Der Beigeladene zu 1) war in dem Zeitraum vom 1.1.2010 bis zum 31.12.2013 bei der Klägerin gegen Arbeitsentgelt (§ 14 SGB IV) beschäftigt.
Fehlen – wie im vorliegenden Fall – in Bindungswirkung erwachsene (§ 77 SGG) Feststellungen zum sozialversicherungsrechtlichen Status, beurteilt sich das Vorliegen einer Beschäftigung nach § 7 Abs. 1 SGB IV. Hiernach ist Beschäftigung die nichtselbstständige Arbeit, insbesondere in einem Arbeitsverhältnis (Satz 1). Anhaltspunkte für eine Beschäftigung sind eine Tätigkeit nach Weisungen und eine Eingliederung in die Arbeitsorganisation des Weisungsgebers (Satz 2). Nach der ständigen Rechtsprechung des BSG setzt eine abhängige Beschäftigung voraus, dass der Arbeitnehmer vom Arbeitgeber persönlich abhängig ist. Bei einer Beschäftigung in einem fremden Betrieb ist dies der Fall, wenn der Beschäftigte in den Betrieb eingegliedert ist und dabei einem Zeit, Dauer, Ort und Art der Ausführung umfassenden Weisungsrecht des Arbeitgebers unterliegt. Diese Weisungsgebundenheit kann – vornehmlich bei Diensten höherer Art – eingeschränkt und zur "funktionsgerecht dienenden Teilhabe am Arbeitsprozess" verfeinert sein. Demgegenüber ist eine selbstständige Tätigkeit vornehmlich durch das eigene Unternehmerrisiko, das Vorhandensein einer eigenen Betriebsstätte, die Verfügungsmöglichkeit über die eigene Arbeitskraft und die im Wesentlichen frei gestaltete Tätigkeit und Arbeitszeit gekennzeichnet. Ob jemand beschäftigt oder selbstständig tätig ist, richtet sich danach, welche Umstände das Gesamtbild der Arbeitsleistung prägen und hängt davon ab, welche Merkmale überwiegen (st. Rspr.; vgl. BSG, Urteil v. 14.3.2018, B 12 KR 13/17 R, zur Veröffentlichung in BSGE vorgesehen; Urteil v. 16.8.2017, B 12 KR 14/16 R, SozR 4-2400 § 7 Nr. 31; Urteil v. 31.3.2017, B 12 R 7/15 R, SozR 4-2400 § 7 Nr. 30; Urteil v.30.4.2013, B 12 KR 19/11 R, SozR 4-2400 § 7 Nr. 21; jeweils m.w.N.; zur Verfassungsmäßigkeit der Abgrenzung zwischen Beschäftigung und selbstständiger Tätigkeit vgl. BVerfG, Beschluss v. 20.5.1996, 1 BvR 21/96, SozR 3-2400 § 7 Nr. 11). Die Zuordnung einer Tätigkeit nach deren Gesamtbild zum rechtlichen Typus der Beschäftigung oder selbstständigen Tätigkeit setzt voraus, dass alle nach Lage des Einzelfalls als Indizien in Betracht kommenden Umstände festgestellt, in ihrer Tragweite zutreffend erkannt und gewichtet, in die Gesamtschau mit diesem Gewicht eingestellt und nachvollziehbar, d.h. den Gesetzen der Logik entsprechend und widerspruchsfrei gegeneinander abgewogen werden (BSG, Urteil v. 23.5.2017, B 12 KR 9/16 R, SozR 4-2400 § 26 Nr. 4).

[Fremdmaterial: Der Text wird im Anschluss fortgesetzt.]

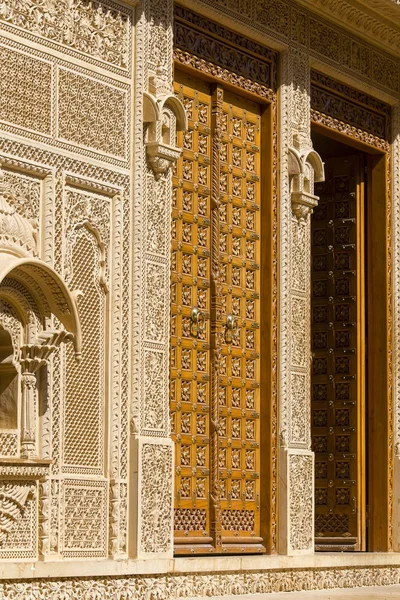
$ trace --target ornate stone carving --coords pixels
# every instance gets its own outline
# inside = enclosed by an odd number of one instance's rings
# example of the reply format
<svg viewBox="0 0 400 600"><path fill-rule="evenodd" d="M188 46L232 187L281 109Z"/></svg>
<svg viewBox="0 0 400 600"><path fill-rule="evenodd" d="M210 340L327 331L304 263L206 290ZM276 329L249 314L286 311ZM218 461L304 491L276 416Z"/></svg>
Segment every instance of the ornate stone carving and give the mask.
<svg viewBox="0 0 400 600"><path fill-rule="evenodd" d="M0 21L1 28L1 21ZM3 39L3 131L126 167L129 159L130 84ZM17 86L17 87L16 87ZM57 89L53 88L56 87Z"/></svg>
<svg viewBox="0 0 400 600"><path fill-rule="evenodd" d="M36 557L35 481L0 484L0 558Z"/></svg>
<svg viewBox="0 0 400 600"><path fill-rule="evenodd" d="M147 131L147 162L156 180L165 175L178 160L181 150L175 147L176 131L186 129L186 114L175 96L157 99L151 94L144 96Z"/></svg>
<svg viewBox="0 0 400 600"><path fill-rule="evenodd" d="M1 47L0 77L2 81L8 82L0 100L1 120L51 135L51 64L11 48Z"/></svg>
<svg viewBox="0 0 400 600"><path fill-rule="evenodd" d="M34 597L46 600L53 596L65 600L92 598L162 598L180 600L196 597L234 597L290 591L352 589L396 585L400 582L397 566L362 566L333 568L299 568L251 570L238 573L178 573L166 575L131 575L122 577L75 577L63 579L3 580L0 592L5 600ZM199 596L200 594L200 596Z"/></svg>
<svg viewBox="0 0 400 600"><path fill-rule="evenodd" d="M231 71L235 78L239 76L262 87L276 89L277 54L273 50L217 24L210 26L208 19L183 7L177 6L174 16L174 47L180 50L175 58L186 56L190 61L192 56L198 64L212 63L221 72ZM200 29L200 35L193 35L193 25ZM201 60L197 58L199 55Z"/></svg>
<svg viewBox="0 0 400 600"><path fill-rule="evenodd" d="M167 552L172 543L172 445L144 443L141 463L140 552Z"/></svg>
<svg viewBox="0 0 400 600"><path fill-rule="evenodd" d="M67 480L63 486L65 558L107 556L107 483Z"/></svg>
<svg viewBox="0 0 400 600"><path fill-rule="evenodd" d="M27 0L3 3L0 19L64 44L100 61L126 69L129 65L130 14L110 2Z"/></svg>
<svg viewBox="0 0 400 600"><path fill-rule="evenodd" d="M301 0L309 8L307 0ZM316 0L313 10L321 9L329 18L334 15L335 25L320 19L314 12L299 8L289 0L274 0L267 5L261 0L249 0L243 7L242 0L233 0L226 7L225 0L202 0L212 11L220 11L227 18L236 18L248 29L259 35L268 36L282 43L292 42L318 60L327 59L342 70L348 70L359 76L369 85L398 92L400 83L396 75L398 67L393 50L400 48L400 34L387 21L371 16L370 11L363 12L351 6L346 0ZM329 6L329 8L327 8ZM348 26L354 19L352 29L375 44L377 39L390 54L369 45L368 42L353 34L350 35L337 27L338 22ZM323 41L319 43L319 32L323 31Z"/></svg>
<svg viewBox="0 0 400 600"><path fill-rule="evenodd" d="M309 552L314 546L314 460L312 454L292 454L290 456L289 485L289 548L295 552Z"/></svg>
<svg viewBox="0 0 400 600"><path fill-rule="evenodd" d="M58 70L58 137L126 158L126 90Z"/></svg>

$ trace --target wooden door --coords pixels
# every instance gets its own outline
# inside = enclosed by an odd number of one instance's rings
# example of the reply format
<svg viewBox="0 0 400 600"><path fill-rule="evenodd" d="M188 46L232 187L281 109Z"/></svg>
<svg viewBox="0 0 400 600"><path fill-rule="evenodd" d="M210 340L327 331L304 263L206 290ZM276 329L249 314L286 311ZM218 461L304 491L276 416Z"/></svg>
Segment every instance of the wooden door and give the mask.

Zur Abgrenzung von Beschäftigung und Selbstständigkeit ist regelmäßig vom – wahren und wirksamen – Inhalt der zwischen den Beteiligten getroffenen Vereinbarungen auszugehen. Auf dieser Grundlage ist eine wertende Zuordnung des Rechtsverhältnisses zum Typus der abhängigen Beschäftigung oder selbstständigen Tätigkeit vorzunehmen und in einem weiteren Schritt zu prüfen, ob besondere Umstände vorliegen, die eine hiervon abweichende Beurteilung notwendig machen (vgl. hierzu im Einzelnen BSG, Urteil v. 24.3.2016, B 12 KR 20/14 R, SozR 4-2400 § 7 Nr. 29; Urteil v. 18.11.2015, a.a.O.; Urteil v. 29.7.2015, a.a.O.).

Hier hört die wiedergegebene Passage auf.